Narasi religi lebih ditonjolkan dibandingkan narasi perdamaian dan kemanusiaan, alhasil dukungan dari masyarakat dunia sebatas membentang spanduk dan poster saja, ungkapan keprihatinan di ujung bibir banyak orang, dibalik itu kita tidak tahu.
Narasi religi pun disematkan dalam promosi aplikasi layanan pesan BIP, barang daganganpun dilabeli dengan agama, Al hasil pasar raksasa enggan menyentuhnya, akhirnya hanya segelintir orang saja yg tertarik dan bahkan alih alih mengunduhnya rasa ingin tahu pun dikubur dalam-dalam. WhatsApp dengan narasi global akhirnya masih layak untuk dipertahankan.
Hal yang seharusnya menjadi issue global justru di eksklusive kan, hal yang mestinya besar justu dikerdilkan dengan narasi narasi itu tadi.
It doesn't make any different!!!
Palestine tetap tertindas, BIP tetap tergilas.
Coba mulai narasikan tentang penegakan keadilan, kemanusiaan, kemerdekaan, kasih sayang sesama manusia di pelosok dunia manapun bukan hanya di palestine, pun di negeri sendiri. Narasikan tentang keunggulan produk daganganmu dengan baik, bukan hanya tentang BIP. Geser narasi-narasi ekslusivisme ke narasi globalisme.
Karena kesamaan prinsip global di dunia adalah keadilan, kemanusiaan, kemerdekaan, kasih sayang sesama manusia.

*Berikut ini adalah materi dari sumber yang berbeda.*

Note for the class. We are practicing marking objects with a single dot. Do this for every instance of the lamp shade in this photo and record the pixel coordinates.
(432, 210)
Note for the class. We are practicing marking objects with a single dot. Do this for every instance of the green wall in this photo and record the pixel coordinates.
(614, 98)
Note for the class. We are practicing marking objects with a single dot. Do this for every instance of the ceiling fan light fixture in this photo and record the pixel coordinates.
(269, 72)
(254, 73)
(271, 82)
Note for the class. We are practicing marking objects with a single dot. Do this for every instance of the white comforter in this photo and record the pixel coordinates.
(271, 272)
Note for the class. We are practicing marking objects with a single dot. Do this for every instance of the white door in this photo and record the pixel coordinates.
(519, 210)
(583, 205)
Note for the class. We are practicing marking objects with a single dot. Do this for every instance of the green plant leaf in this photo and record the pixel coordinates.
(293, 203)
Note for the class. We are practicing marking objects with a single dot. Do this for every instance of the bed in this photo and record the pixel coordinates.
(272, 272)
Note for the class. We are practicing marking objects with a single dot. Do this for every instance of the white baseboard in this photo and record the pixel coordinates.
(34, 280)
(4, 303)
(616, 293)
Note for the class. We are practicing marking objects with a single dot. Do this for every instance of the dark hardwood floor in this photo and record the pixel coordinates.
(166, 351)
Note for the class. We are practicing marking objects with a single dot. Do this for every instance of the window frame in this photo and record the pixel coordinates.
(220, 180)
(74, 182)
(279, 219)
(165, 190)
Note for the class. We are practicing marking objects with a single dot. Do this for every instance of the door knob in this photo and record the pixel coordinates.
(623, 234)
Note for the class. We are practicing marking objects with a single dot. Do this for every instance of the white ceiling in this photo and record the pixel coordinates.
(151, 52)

Eksklusivisme values tidak akan pernah memberi ruang rekonsiliasi di dunia, baik ideology, politik , ekonomi, sosial maupun pertahanan dan keamanan. Kecuali kamu memang hanya ingin berjuang sendiri membopong ekslusivisme berharap mukzizat turun dari lagit.

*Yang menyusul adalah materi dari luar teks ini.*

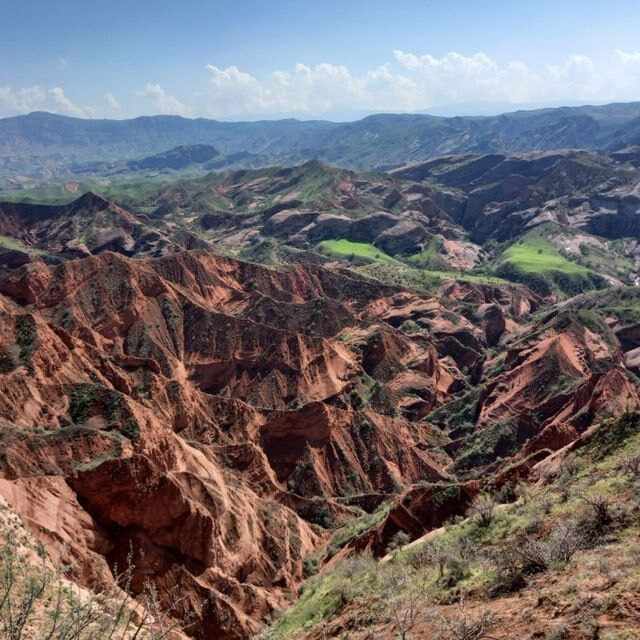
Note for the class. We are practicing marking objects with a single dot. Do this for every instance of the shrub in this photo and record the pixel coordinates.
(482, 508)
(465, 625)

Kesan penggiringan narasi ke arah Eksklusivisme values justru membuat dunia tak serius untuk bergeming. Padahal kita sedang membutuhkan dukungan aksi masyarakat dunia. Apakah dengan spanduk dan kekuatan do'a saja bisa meruntuhkan gunung ? Jangan mengaburkan antara iman dan angan-angan.